9. Falaremos depois dos outros opróbrios que Jesus Cristo teve de sofrer até morrer numa cruz: suportou a cruz, desprezando a ignomínia (Hb 12,2). Consideremos, entretanto, como em nosso Redentor se realizou perfeitamente o que dissera o Salmista, isto é, que ele se tornaria na sua paixão o opróbrio dos homens e o ludíbrio da plebe: “Eu sou um verme e não um homem, o opróbrio dos homens e a abjeção da plebe” (Sl 21,7), chegando a morrer coberto de vergonha, justiçado pela mão do carrasco num patíbulo, como um malfeitor, no meio de dois celerados: “E foi posto no número dos malfeitores” (Is 53,12).
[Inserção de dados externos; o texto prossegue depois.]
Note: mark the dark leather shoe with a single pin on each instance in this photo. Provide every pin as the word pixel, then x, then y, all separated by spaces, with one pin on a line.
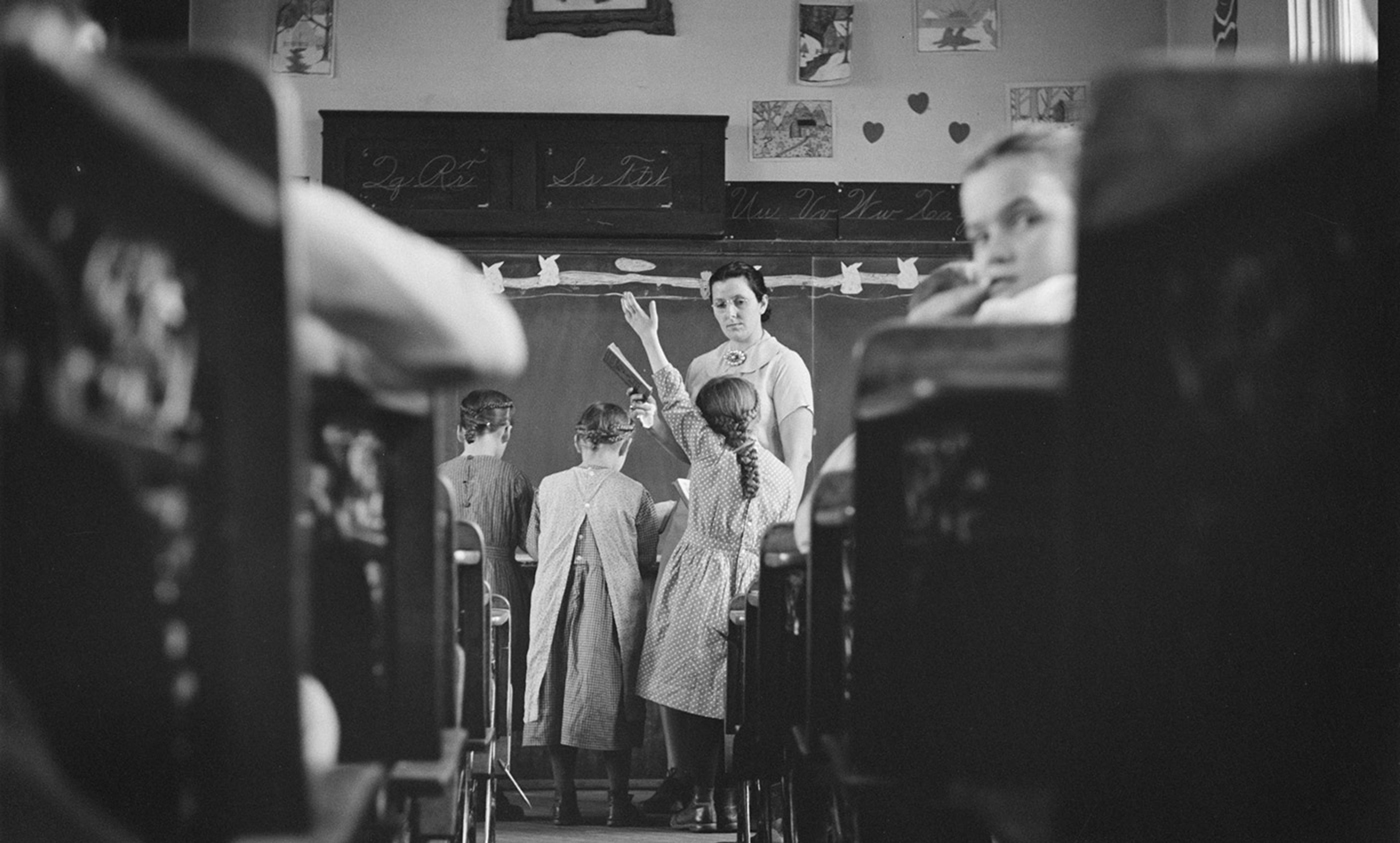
pixel 696 817
pixel 671 796
pixel 568 813
pixel 622 813
pixel 509 811
pixel 727 813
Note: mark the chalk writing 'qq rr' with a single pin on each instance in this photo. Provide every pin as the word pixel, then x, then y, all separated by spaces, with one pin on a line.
pixel 440 173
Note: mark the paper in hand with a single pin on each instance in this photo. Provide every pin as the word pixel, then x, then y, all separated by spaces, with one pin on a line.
pixel 625 370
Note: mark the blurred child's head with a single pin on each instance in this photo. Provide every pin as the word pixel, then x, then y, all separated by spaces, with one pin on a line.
pixel 485 412
pixel 1020 208
pixel 604 428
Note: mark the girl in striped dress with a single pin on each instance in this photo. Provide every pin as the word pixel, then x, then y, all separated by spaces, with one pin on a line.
pixel 498 498
pixel 593 531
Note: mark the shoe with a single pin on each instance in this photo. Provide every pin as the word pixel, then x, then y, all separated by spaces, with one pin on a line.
pixel 671 796
pixel 696 817
pixel 509 811
pixel 622 813
pixel 727 813
pixel 566 813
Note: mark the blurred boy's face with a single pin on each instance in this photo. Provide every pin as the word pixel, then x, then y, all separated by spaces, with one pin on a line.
pixel 1021 220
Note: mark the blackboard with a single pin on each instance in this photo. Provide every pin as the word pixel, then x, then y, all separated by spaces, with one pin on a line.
pixel 891 211
pixel 523 174
pixel 569 330
pixel 782 211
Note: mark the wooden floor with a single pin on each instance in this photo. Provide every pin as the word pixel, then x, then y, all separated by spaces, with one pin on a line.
pixel 593 804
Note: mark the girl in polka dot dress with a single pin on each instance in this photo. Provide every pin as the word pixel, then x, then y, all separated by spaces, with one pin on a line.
pixel 738 489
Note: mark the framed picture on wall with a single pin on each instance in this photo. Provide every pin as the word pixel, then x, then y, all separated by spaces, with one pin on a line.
pixel 303 38
pixel 957 26
pixel 588 19
pixel 1065 104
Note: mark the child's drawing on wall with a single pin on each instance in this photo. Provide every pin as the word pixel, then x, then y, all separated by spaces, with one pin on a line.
pixel 302 40
pixel 790 129
pixel 957 26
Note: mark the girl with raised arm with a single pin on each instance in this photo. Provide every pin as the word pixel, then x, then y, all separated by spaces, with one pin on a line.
pixel 738 489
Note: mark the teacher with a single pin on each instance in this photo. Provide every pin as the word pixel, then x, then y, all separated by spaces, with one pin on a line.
pixel 741 304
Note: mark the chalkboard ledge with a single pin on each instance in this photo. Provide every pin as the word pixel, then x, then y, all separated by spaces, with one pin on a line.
pixel 735 248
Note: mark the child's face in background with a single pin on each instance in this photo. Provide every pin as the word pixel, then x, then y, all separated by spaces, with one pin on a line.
pixel 1021 220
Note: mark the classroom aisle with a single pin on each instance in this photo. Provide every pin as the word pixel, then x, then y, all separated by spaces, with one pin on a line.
pixel 593 804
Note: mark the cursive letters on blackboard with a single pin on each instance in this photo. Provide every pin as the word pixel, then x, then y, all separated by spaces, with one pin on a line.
pixel 866 208
pixel 440 173
pixel 638 173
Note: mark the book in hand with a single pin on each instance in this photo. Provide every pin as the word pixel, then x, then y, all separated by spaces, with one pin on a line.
pixel 618 362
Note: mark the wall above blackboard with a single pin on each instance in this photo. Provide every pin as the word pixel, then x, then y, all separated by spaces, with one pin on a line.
pixel 525 174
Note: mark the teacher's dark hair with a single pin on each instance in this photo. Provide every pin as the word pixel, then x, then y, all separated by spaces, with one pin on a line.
pixel 482 411
pixel 738 269
pixel 730 405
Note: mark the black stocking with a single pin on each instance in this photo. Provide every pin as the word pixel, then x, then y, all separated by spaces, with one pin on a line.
pixel 563 761
pixel 618 762
pixel 700 741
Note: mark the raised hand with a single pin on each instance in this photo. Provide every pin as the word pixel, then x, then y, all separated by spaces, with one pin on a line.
pixel 642 409
pixel 645 324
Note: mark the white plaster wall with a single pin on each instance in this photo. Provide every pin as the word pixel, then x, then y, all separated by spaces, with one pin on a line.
pixel 453 55
pixel 1263 28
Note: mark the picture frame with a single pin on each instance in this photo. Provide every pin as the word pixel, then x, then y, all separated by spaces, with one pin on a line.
pixel 957 26
pixel 1055 103
pixel 304 41
pixel 588 19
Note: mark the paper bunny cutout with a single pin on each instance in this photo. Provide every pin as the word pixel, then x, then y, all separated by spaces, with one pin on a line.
pixel 548 271
pixel 852 279
pixel 493 276
pixel 908 273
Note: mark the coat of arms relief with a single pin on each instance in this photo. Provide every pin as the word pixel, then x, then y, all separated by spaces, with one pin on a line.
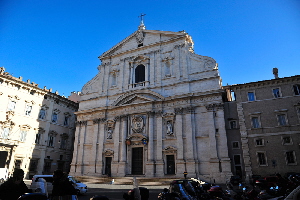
pixel 137 125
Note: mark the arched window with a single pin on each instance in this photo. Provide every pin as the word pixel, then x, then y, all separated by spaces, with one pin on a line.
pixel 140 74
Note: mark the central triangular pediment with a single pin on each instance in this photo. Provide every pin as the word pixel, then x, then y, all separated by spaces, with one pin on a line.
pixel 137 97
pixel 149 37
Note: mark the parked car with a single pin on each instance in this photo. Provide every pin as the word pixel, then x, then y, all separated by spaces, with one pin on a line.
pixel 3 175
pixel 266 182
pixel 235 180
pixel 254 178
pixel 35 184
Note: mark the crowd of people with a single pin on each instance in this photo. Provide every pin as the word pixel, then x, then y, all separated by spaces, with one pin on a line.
pixel 15 187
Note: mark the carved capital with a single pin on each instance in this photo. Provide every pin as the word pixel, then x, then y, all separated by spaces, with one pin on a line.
pixel 96 121
pixel 150 113
pixel 170 150
pixel 81 123
pixel 124 117
pixel 214 107
pixel 158 113
pixel 178 111
pixel 108 152
pixel 190 109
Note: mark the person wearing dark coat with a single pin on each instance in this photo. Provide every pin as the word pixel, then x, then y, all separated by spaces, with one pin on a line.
pixel 62 186
pixel 14 187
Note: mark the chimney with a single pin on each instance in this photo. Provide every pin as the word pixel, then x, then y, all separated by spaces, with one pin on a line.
pixel 275 72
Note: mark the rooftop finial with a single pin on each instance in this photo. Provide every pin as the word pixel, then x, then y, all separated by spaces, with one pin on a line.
pixel 275 72
pixel 142 26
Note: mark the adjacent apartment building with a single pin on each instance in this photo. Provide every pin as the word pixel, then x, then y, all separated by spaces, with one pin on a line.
pixel 263 126
pixel 37 127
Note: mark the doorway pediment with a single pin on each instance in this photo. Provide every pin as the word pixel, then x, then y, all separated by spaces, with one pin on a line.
pixel 137 97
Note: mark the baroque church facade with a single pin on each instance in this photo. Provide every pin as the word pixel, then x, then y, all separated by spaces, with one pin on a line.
pixel 153 110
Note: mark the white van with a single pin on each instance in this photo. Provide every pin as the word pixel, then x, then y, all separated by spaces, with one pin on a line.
pixel 35 184
pixel 3 175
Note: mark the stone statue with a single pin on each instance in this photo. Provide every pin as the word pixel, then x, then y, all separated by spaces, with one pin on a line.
pixel 169 128
pixel 109 134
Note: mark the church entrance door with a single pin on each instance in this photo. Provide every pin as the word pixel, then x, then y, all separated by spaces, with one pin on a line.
pixel 3 157
pixel 137 161
pixel 108 165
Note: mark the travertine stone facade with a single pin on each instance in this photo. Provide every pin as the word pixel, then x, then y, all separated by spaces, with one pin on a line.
pixel 36 127
pixel 154 109
pixel 267 114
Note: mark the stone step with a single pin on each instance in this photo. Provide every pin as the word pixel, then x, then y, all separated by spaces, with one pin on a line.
pixel 124 180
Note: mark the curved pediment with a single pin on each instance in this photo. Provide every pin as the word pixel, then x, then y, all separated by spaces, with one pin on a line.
pixel 137 96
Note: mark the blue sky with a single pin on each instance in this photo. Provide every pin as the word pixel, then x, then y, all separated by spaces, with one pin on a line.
pixel 56 43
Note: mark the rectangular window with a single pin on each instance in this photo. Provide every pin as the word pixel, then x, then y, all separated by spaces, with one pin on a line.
pixel 66 121
pixel 33 165
pixel 237 159
pixel 255 122
pixel 251 96
pixel 290 157
pixel 5 133
pixel 232 124
pixel 63 143
pixel 42 114
pixel 233 98
pixel 47 167
pixel 28 110
pixel 287 140
pixel 11 105
pixel 54 118
pixel 261 158
pixel 37 138
pixel 50 141
pixel 259 142
pixel 235 145
pixel 23 135
pixel 276 93
pixel 170 164
pixel 296 89
pixel 282 120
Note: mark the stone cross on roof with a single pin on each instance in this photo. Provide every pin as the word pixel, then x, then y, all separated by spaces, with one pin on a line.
pixel 141 16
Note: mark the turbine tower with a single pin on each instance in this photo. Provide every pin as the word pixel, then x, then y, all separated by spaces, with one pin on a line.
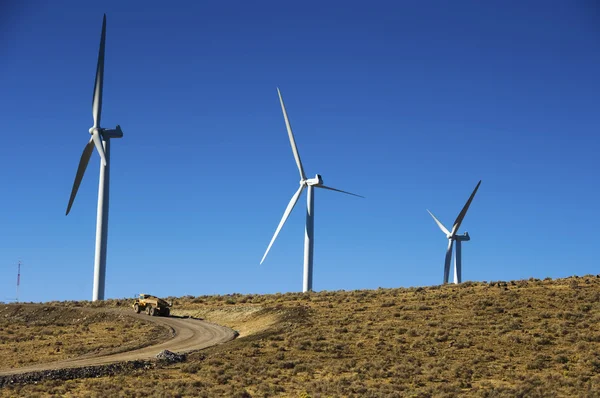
pixel 100 138
pixel 310 184
pixel 452 237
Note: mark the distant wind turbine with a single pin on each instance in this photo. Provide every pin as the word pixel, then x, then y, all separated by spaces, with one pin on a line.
pixel 452 236
pixel 310 183
pixel 100 138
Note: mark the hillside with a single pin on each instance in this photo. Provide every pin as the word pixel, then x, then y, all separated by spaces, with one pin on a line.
pixel 522 338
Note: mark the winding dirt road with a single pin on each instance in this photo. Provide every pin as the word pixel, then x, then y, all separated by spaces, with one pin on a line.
pixel 188 335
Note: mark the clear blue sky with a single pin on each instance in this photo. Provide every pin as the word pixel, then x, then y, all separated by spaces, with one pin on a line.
pixel 406 103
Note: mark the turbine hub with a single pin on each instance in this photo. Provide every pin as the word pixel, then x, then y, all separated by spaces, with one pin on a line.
pixel 318 180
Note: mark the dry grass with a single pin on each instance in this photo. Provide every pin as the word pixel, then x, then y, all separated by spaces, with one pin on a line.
pixel 515 339
pixel 31 334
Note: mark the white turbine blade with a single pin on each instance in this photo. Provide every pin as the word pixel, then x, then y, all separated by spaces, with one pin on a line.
pixel 97 97
pixel 463 212
pixel 448 260
pixel 292 140
pixel 286 214
pixel 98 142
pixel 444 229
pixel 337 190
pixel 83 162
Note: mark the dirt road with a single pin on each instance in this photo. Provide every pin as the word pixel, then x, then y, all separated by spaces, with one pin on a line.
pixel 188 335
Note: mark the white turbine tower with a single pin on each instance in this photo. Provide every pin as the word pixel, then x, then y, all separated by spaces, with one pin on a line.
pixel 452 236
pixel 100 138
pixel 310 184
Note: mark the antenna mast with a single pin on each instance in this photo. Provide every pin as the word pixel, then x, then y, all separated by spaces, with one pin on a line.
pixel 18 279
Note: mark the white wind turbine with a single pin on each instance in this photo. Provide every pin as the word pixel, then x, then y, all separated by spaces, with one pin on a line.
pixel 99 136
pixel 452 236
pixel 310 184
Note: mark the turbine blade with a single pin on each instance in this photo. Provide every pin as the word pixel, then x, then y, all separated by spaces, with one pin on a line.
pixel 337 190
pixel 448 260
pixel 85 158
pixel 286 214
pixel 291 136
pixel 463 212
pixel 444 229
pixel 97 97
pixel 98 142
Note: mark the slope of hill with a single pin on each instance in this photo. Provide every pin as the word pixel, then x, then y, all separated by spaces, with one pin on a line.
pixel 521 338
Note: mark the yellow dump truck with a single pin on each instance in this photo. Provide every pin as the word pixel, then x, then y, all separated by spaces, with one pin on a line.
pixel 152 305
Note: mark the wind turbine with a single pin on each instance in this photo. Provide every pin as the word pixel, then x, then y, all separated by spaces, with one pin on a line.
pixel 100 138
pixel 452 236
pixel 310 184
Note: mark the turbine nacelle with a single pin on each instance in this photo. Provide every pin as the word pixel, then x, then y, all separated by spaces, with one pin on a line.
pixel 314 181
pixel 463 238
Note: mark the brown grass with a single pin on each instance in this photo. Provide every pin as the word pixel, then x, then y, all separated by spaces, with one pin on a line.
pixel 31 334
pixel 515 339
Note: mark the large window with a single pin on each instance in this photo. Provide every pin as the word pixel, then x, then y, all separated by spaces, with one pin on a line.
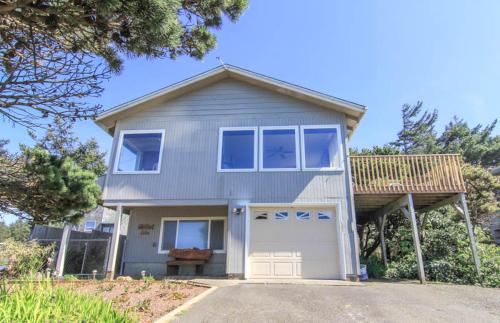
pixel 187 233
pixel 321 148
pixel 237 149
pixel 279 148
pixel 139 151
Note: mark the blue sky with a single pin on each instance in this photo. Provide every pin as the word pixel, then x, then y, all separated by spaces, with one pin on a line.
pixel 381 54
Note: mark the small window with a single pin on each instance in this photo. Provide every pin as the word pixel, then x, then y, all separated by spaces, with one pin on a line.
pixel 279 148
pixel 192 234
pixel 301 215
pixel 237 149
pixel 261 216
pixel 107 227
pixel 89 225
pixel 321 149
pixel 324 215
pixel 139 151
pixel 281 215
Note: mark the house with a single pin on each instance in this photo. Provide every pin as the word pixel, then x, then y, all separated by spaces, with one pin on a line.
pixel 255 169
pixel 101 219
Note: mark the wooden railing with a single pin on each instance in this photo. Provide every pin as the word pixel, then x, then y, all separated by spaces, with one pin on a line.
pixel 407 174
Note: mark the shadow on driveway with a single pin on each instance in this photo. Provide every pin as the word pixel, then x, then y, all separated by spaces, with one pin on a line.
pixel 373 302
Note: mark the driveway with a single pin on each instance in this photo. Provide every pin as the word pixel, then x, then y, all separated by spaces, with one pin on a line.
pixel 373 302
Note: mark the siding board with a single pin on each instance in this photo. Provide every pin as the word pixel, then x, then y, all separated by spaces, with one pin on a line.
pixel 189 165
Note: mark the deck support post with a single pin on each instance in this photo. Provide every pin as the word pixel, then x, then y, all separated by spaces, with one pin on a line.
pixel 115 240
pixel 410 213
pixel 461 207
pixel 61 255
pixel 381 221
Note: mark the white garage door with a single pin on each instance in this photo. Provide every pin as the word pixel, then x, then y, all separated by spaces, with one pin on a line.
pixel 293 243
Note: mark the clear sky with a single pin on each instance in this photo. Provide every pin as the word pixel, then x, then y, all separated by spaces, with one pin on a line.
pixel 381 54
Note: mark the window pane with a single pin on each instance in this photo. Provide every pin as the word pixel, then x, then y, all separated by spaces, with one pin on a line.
pixel 192 234
pixel 324 215
pixel 279 149
pixel 168 239
pixel 281 215
pixel 140 152
pixel 237 149
pixel 321 149
pixel 89 225
pixel 217 235
pixel 301 215
pixel 107 227
pixel 261 216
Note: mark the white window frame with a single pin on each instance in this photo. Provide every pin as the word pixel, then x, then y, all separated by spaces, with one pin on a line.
pixel 339 144
pixel 178 219
pixel 261 149
pixel 255 150
pixel 120 145
pixel 85 225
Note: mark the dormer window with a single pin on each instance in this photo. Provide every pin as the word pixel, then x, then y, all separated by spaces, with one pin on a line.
pixel 139 151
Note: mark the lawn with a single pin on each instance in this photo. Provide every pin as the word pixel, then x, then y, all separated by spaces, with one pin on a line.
pixel 91 301
pixel 144 300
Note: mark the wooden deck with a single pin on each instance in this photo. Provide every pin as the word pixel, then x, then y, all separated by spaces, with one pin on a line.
pixel 379 180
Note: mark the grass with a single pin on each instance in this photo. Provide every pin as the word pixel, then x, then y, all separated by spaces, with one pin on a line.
pixel 42 302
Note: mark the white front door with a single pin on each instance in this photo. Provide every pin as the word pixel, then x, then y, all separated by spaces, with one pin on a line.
pixel 293 243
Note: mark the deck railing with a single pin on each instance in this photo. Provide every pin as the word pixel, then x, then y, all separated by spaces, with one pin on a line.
pixel 407 174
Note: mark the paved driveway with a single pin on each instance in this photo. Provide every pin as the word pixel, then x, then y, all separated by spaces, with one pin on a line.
pixel 373 302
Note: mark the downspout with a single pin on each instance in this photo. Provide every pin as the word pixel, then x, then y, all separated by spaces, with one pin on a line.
pixel 352 210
Ó Senhor altíssimo, tornado o mais baixo de todos os homens, exclama S. Bernardo; ó excelso tornado vil, ó glória dos anjos tornada o opróbrio dos homens!

10. Ó graça, ó força do amor de um Deus, continua S. Bernardo (Serm. de pass. Dm.). É assim que o senhor supremo de todos se fez o ínfimo de todos! E quem fez isto? O amor. Tudo fez o amor que Deus consagra aos homens, para nos patentear quanto ele nos ama e ensinar-nos com seu exemplo a sofrer pacientemente os desprezos e as injúrias. “Cristo padeceu por nós, diz S. Pedro, deixando-vos o exemplo para que sigais os meus vestígios (1Pd 2,21). Eleazar, perguntado por sua esposa como podia suportar com tanta paciência as injúrias que lhe eram feitas, respondeu: Eu me ponho a considerar Jesus desprezado e confesso que minhas afrontas nada são em comparação com as que ele, sendo meu Deus, quis suportar por amor de mim. Ah, meu Jesus, e como é que eu, à vista de um Deus tão ultrajado por meu amor, não sei suportar o mínimo desprezo por vosso amor? Pecador e soberbo! Donde, Senhor, me pode vir este orgulho? Ah! pelos merecimentos dos desprezos que sofrestes, dai-me a graça de suportar com paciência e alegria as afrontas e injúrias. Proponho de agora em diante com o vosso auxílio não mostrar mais ressentimento e receber com alegria todas as injúrias que me forem feitas. Outros desprezos mereci eu, que desprezei a vossa divina majestade e por isso mereci os desprezos do inferno. Vós, meu amado Redentor, me fizestes mui doces e amáveis as afrontas, abraçando tantos desprezos por meu amor. Proponho, além disso, para vos comprazer, beneficiar quanto puder quem me desprezar ou pelo menos dizer bem dele e rezar por ele. E agora vos suplico encher de graças aqueles de quem recebi alguma injúria. Eu vos amo, bondade infinita, e quero amar-vos sempre quanto eu puder. Amém.